ZFS read performance disparity between clone and parent
Nathan Weeks
weeks at iastate.edu
Wed May 13 18:54:23 UTC 2015
While troubleshooting performance disparities between development and
production jails hosting PostgreSQL instances, I noticed (with the help of
dtruss) that the 8k read() performance in the production jail was an order of
magnitude worse than the read() performance in the development jail. As the
ZFS file system hosting the production jail was cloned from a snapshot of the
development jail, and had not been modified, this didn't make sense to me.
Using "dd" command with an 8k block size to emulate the PostgreSQL read()
size, I observed a large performance difference between reading one of the
large (1G) underlying postgres database files in the development jail's file
system vs. the corresponding file in the cloned file system:
# dd if=/jails/dev/usr/local/pgsql/data/base/16399/16436 of=/dev/null bs=8192
131072+0 records in
131072+0 records out
1073741824 bytes transferred in 4.198993 secs (255714128 bytes/sec)

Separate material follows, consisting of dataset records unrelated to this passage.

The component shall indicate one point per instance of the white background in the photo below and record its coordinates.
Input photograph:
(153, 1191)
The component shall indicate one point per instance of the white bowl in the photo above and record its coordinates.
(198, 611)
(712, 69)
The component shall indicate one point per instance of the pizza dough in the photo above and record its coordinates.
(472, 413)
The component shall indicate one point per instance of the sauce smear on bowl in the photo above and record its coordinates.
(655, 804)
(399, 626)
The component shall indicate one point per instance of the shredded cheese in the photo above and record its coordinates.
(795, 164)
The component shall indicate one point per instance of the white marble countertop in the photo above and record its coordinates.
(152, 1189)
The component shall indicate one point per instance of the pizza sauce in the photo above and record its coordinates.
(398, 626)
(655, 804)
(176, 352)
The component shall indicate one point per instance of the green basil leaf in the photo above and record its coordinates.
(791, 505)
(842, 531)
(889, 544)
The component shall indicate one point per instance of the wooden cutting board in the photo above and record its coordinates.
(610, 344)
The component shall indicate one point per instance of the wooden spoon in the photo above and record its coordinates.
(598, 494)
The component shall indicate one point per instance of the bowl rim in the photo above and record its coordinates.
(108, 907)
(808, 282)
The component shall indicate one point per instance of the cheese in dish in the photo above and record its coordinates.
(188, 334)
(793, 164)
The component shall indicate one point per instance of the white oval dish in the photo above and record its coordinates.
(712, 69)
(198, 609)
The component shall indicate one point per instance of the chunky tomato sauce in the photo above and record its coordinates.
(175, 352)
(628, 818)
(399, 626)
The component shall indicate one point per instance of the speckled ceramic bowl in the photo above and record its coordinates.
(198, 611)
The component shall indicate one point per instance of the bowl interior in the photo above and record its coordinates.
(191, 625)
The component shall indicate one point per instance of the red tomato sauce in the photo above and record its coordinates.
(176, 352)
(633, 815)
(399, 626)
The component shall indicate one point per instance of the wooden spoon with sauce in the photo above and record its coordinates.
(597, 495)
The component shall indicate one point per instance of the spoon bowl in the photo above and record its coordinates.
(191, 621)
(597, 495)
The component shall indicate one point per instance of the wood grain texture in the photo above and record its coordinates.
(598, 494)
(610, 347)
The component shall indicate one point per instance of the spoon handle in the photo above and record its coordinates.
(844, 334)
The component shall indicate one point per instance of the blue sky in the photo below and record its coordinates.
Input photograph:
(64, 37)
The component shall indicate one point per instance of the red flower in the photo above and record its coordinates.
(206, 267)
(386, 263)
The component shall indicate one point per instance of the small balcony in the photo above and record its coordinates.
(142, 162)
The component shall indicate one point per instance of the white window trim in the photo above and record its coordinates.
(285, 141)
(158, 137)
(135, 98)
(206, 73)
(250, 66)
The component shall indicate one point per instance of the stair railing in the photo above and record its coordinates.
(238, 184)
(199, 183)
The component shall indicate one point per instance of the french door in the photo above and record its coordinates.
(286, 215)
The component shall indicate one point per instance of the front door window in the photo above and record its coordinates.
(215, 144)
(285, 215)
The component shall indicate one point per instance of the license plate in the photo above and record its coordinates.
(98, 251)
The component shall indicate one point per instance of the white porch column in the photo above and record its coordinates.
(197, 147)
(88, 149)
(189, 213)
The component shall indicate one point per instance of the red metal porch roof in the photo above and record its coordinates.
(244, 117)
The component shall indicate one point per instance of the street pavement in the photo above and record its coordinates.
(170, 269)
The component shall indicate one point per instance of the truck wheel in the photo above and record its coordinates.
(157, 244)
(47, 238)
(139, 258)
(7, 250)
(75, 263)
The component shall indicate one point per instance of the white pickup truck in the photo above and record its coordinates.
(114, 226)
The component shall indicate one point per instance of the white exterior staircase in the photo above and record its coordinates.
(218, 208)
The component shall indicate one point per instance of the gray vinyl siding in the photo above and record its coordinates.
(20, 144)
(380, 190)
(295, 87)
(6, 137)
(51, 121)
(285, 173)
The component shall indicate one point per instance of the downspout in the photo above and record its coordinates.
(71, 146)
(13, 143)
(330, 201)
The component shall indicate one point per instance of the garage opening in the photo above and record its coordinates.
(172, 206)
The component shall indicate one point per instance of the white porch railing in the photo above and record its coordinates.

# dd if=/jails/prod/usr/local/pgsql/data/base/16399/16436 of=/dev/null bs=8192
131072+0 records in
131072+0 records out
1073741824 bytes transferred in 17.314135 secs (62015331 bytes/sec)
# ls -l /jails/dev/usr/local/pgsql/data/base/16399/16436
/jails/prod/usr/local/pgsql/data/base/16399/16436
-rw------- 1 70 70 1073741824 Feb 5 16:41
/jails/dev/usr/local/pgsql/data/base/16399/16436
-rw------- 1 70 70 1073741824 Feb 5 16:41
/jails/prod/usr/local/pgsql/data/base/16399/16436
I repeated this exercise several times to verify the read performance
difference. Interestingly, prefixing the "dd" command with "/usr/bin/time -l"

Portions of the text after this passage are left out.